×
Community Blog The Issue of B-tree Height with Large Data Volumes in a MySQL Single Table

The Issue of B-tree Height with Large Data Volumes in a MySQL Single Table

This article introduces why MySQL B-tree height stays within 4–5 layers even with tens of billions of rows, debunking the myth that single tables must be sharded after 5 million rows.

By Baotiao

Some veteran Database Administrators (DBAs) may remember that in the early days, it was rumored that a single table in MySQL should not exceed 5 million rows. If a single table exceeded 5 million rows, sharding was required. Many DBAs are concerned that after a MySQL table becomes large, the B-tree height will become very large, thereby affecting instance performance.

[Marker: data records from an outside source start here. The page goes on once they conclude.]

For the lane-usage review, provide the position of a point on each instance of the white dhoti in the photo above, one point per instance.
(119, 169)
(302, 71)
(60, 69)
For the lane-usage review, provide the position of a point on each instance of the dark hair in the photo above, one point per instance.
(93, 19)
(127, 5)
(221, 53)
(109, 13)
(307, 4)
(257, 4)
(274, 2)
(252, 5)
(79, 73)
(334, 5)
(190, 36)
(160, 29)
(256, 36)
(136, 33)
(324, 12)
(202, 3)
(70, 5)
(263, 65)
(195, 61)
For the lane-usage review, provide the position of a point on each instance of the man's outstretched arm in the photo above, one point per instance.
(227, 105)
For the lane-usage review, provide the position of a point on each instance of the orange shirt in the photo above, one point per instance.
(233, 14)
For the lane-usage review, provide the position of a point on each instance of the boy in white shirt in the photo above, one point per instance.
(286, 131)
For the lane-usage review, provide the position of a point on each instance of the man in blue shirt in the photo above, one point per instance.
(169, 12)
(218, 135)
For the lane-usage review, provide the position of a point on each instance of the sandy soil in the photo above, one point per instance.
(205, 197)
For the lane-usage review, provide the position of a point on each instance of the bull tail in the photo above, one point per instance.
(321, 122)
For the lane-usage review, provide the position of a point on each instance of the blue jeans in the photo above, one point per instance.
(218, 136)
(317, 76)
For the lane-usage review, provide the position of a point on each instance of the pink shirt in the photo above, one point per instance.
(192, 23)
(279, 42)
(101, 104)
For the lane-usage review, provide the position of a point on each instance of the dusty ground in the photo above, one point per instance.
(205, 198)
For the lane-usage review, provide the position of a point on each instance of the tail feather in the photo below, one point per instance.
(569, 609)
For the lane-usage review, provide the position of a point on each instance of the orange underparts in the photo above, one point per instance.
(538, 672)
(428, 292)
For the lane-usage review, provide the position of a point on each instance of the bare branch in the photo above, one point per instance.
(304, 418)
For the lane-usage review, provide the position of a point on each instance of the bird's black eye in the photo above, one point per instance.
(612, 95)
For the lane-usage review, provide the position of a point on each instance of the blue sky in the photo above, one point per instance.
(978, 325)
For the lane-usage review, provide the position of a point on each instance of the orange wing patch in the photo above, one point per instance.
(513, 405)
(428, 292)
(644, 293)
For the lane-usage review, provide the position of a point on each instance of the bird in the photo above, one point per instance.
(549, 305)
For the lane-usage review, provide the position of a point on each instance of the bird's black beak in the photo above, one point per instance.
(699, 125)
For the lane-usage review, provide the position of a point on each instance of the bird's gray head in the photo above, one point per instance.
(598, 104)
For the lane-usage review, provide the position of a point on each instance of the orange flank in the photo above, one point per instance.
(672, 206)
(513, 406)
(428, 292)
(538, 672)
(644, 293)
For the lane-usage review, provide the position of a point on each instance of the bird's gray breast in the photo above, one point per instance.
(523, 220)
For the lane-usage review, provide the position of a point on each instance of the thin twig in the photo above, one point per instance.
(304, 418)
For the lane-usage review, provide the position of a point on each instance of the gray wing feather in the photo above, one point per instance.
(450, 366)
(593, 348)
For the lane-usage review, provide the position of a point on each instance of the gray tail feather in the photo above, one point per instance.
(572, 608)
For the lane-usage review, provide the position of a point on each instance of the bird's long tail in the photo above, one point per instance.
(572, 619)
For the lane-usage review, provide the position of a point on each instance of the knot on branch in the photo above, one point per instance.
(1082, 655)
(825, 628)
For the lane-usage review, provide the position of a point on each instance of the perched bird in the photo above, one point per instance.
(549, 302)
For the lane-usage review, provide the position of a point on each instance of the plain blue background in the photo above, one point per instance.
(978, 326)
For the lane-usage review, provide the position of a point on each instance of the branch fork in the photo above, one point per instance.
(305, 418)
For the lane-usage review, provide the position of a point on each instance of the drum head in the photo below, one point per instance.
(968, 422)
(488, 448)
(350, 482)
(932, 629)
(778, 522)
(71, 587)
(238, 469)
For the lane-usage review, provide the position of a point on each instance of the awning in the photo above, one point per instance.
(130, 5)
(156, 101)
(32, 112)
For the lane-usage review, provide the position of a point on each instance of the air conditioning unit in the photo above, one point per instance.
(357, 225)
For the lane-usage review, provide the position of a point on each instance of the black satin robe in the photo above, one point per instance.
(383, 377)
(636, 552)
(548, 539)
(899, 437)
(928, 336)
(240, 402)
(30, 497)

In fact, a B-tree is a very flat tree. The vast majority of B-trees do not exceed 4 layers. Let us look at the actual situation.

We take the common Sysbench table as an example.

CREATE TABLE `sbtest1` (
  `id` int NOT NULL AUTO_INCREMENT,
  `k` int NOT NULL DEFAULT '0',
  `c` char(120) NOT NULL DEFAULT '',
  `pad` char(60) NOT NULL DEFAULT '',
  PRIMARY KEY (`id`),
  KEY `k_1` (`k`)
) ENGINE=InnoDB AUTO_INCREMENT=10958 DEFAULT CHARSET=latin1

In InnoDB, there are mainly two types of pages: leaf pages and non-leaf pages.

The format of a Leaf Page is as follows. Each record is mainly composed of a Record Header and a Record Body. The Record Header is mainly used to coordinate with Data Dictionary (DD) information to interpret the Record Body. The Record Body is the main content of the record.

1
2

For a table such as Sysbench in a 16 KB page, the number of rows that can be stored in a Leaf Page is approximately:

(16 × 1024 - 200 (Length of some Page Headers, tail, and Directory slot)) / ((4 + 4 + 120 + 60) row data length + 5 (header of each row of data) + 6 (XID) + 7 (Roll Pointer)) = 78.5

The format of a Non-leaf Page is as follows:

3

Because the Sysbench primary key ID is an INT of 4 bytes, the number of rows that a 16 KB page can store is:

(16 × 1024 - 200) / (5 (Row data Header) + 4 (Cluster Key) + 4 (Child Page Number)) = 1233

Then, the calculation formula for different heights is as follows:

Height Non-leaf pages Leaf pages Rows Size
1 0 1 79 16KB
2 1 1233 97407 19MB
3 1234 1520289 120102831 23GB
4 1521523 1874516337 148086790623 27.9TB

You can see from the above that if it is a table such as Sysbench, the height of the B-tree will not exceed 4 layers even if the single table has 140 billion rows and the data size is 27.9 TB. Therefore, there is no need to worry about the increase in B-tree height after the data volume becomes large.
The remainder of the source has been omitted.